Tata Group-owned Air India has begun cutting flights and tightening spending as the ongoing conflict in West Asia raises operating costs and weakens travel demand, according to a report in The Times of India on Wednesday.
The report said the airline plans to cut nearly 200 flights a week from June to August, in addition to around 90 flights already cut in May. The cuts are expected to affect several international routes, particularly long-haul services, as airlines continue to face disruption due to limited airspace and rising fuel prices.
Escalating geopolitical tensions in West Asia have forced airlines around the world to reroute flights to avoid conflict-affected regions. These diversions increased flight time, fuel consumption, and crew costs. For Indian carriers such as Air India, the pressure has been particularly acute as international operations form a major part of their network expansion strategy.
Rising fuel costs and weaker demand are increasing pressure on operations
According to a TOI report, Air India operates nearly 1,200 flights a day and is facing significantly higher fuel costs for aircraft turbines along with a weakening rupee, both of which have increased operating costs. The airline reportedly closed fiscal year 26 with losses of more than ₹22,000 crore, leading management to explore broader cost control measures. These include lower performance-related bonuses, tighter controls on discretionary spending and a more detailed review of operational efficiency.
The report said demand on some international routes eased as travelers delayed or reassessed their travel plans due to rising airfares and conflict-related uncertainty. Industry leaders quoted by TOI said the combination of high fuel prices, fluctuating currency movements and geopolitical risks has created a difficult operating environment for airlines across the world.

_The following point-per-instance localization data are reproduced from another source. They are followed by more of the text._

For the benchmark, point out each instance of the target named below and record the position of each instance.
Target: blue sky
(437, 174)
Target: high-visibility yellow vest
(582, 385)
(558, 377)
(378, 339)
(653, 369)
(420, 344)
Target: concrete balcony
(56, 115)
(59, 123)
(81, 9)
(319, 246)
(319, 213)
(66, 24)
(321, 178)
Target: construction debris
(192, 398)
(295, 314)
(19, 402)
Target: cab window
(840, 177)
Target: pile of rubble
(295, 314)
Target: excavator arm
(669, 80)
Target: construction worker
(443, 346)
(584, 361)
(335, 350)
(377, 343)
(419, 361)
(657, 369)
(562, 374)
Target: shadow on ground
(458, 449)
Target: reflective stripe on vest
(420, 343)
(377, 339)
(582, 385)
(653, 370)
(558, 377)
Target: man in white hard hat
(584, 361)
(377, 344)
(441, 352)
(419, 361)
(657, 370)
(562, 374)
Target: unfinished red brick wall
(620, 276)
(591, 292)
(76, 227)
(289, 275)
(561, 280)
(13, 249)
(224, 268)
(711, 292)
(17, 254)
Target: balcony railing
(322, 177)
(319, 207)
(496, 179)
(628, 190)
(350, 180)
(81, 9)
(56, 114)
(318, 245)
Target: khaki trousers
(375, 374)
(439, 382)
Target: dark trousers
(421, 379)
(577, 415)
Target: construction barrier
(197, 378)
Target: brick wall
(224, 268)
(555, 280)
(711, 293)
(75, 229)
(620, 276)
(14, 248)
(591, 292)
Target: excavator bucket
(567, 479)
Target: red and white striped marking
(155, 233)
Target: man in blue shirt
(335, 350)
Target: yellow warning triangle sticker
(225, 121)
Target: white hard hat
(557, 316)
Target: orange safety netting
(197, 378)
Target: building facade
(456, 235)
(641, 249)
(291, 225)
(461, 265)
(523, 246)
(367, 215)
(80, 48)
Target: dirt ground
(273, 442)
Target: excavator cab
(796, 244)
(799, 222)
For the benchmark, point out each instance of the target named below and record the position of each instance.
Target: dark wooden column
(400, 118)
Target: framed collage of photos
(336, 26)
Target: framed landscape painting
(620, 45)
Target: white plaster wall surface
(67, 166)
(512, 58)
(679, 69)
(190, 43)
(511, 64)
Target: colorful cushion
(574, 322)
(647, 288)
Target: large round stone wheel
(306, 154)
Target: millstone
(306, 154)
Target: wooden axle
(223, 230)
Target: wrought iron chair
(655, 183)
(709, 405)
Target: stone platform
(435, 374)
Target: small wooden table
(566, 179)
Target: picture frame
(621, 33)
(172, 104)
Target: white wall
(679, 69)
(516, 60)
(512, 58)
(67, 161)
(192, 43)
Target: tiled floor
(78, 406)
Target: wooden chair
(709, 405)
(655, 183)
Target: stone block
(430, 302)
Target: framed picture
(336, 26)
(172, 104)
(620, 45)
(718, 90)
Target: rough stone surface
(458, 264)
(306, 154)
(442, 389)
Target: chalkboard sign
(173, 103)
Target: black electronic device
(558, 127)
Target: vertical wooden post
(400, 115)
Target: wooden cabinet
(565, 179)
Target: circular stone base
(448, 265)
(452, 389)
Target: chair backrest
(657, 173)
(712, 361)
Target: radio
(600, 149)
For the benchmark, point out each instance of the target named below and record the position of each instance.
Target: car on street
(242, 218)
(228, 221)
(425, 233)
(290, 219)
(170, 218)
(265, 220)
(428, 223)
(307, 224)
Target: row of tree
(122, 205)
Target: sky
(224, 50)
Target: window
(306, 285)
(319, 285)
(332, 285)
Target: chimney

Air India is in the midst of a major transformation program since its takeover by the Tata group in 2022. The airline has placed record aircraft orders, expanded international connectivity and modernized fleet and cabin services as part of its turnaround strategy. However, new challenges arising from the crisis in West Asia are now increasing pressure on profitability and operations, the report said.
The airline has not yet officially announced the full extent of the proposed cuts.